Cependant, beaucoup hésitent à placer leurs économies dans l'immobilier physique car le prix d'entrée est élevé. Frédéric Vandenhende réfute cette affirmation. "Je conseille à toute personne qui souhaite investir dans l'immobilier non seulement de le faire avec ses propres fonds, mais aussi d'en financer une partie importante par un emprunt. Les taux d'intérêt sont historiquement bas. Si votre rendement locatif net est supérieur aux intérêts que vous payez sur le prêt, vous bénéficiez déjà d'un effet de levier financier. En outre, l'inflation érode le remboursement du prêt."

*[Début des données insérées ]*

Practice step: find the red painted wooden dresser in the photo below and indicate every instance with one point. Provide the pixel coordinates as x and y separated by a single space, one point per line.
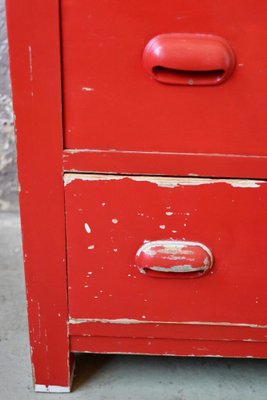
142 157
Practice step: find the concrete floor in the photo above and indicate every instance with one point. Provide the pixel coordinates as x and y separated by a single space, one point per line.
110 377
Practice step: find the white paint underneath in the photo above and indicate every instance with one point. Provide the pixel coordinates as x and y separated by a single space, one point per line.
51 389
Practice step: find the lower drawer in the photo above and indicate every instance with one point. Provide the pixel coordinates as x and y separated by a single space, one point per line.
166 250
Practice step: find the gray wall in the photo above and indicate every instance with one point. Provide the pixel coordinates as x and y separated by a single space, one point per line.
8 178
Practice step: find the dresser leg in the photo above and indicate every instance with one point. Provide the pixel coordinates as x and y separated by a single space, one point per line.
53 388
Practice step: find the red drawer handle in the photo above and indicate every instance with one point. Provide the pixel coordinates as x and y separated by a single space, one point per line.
173 258
189 59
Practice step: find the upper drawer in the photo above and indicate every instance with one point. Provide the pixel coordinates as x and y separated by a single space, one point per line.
111 102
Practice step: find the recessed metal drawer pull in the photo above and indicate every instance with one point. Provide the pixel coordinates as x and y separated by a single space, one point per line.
189 59
174 259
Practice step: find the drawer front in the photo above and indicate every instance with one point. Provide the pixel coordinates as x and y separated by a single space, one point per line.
111 101
117 228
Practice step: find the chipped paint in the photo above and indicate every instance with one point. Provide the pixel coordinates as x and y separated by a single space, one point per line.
223 155
87 89
166 182
174 250
74 321
51 389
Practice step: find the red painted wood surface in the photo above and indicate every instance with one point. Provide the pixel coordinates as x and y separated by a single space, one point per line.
110 102
33 28
214 165
110 217
193 331
119 120
152 346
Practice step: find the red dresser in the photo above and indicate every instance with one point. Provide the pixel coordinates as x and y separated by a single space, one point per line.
142 158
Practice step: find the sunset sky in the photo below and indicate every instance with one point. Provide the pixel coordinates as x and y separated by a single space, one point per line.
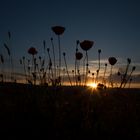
114 25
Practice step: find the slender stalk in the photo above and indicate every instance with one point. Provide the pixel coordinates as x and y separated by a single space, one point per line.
53 58
125 74
59 74
129 77
86 68
67 69
50 63
104 74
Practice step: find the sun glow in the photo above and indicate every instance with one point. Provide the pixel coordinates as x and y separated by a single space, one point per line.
93 85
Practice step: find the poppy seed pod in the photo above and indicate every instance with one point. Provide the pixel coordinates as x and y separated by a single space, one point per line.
32 51
78 55
112 60
86 44
58 30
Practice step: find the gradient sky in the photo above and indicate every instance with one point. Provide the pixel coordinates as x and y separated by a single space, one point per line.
114 25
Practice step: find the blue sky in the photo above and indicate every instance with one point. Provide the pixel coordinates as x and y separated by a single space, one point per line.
114 25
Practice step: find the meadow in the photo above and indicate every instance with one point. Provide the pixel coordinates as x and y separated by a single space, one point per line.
69 112
43 106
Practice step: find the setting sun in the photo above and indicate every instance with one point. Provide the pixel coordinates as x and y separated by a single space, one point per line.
93 85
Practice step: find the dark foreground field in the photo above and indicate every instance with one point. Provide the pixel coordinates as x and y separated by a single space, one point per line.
68 112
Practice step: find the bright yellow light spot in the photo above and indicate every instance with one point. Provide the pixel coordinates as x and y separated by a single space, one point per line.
93 85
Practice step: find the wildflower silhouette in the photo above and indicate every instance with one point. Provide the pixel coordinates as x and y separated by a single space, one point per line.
78 56
33 52
112 61
125 74
129 77
86 45
53 58
64 54
99 52
76 50
104 82
59 30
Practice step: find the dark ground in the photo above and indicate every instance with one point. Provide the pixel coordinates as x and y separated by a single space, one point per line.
69 112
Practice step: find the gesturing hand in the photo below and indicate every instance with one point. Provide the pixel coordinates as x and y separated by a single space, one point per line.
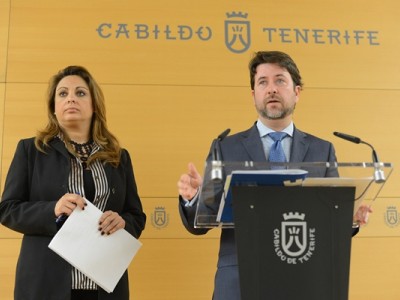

Selon Frédéric Vandenhende, le choix du bien est crucial si l'on veut un investissement rentable. "La question la plus importante est de savoir si vous pouvez attirer le bon locataire pour le bien. Le chômage locatif est la plaie de l'investissement immobilier. Fixez un loyer réaliste et visez un locataire stable." Selon Frédéric Vandenhende, celui qui maîtrise ces aspects devrait être en mesure d'obtenir un rendement locatif de 3 à 5%. "Méfiez-vous des projets immobiliers qui promettent un rendement de 9 ou 10%. Cela n'existe tout simplement pas. Soit le loyer n'est pas viable et il y a un risque de vacance, soit on jongle avec les chiffres."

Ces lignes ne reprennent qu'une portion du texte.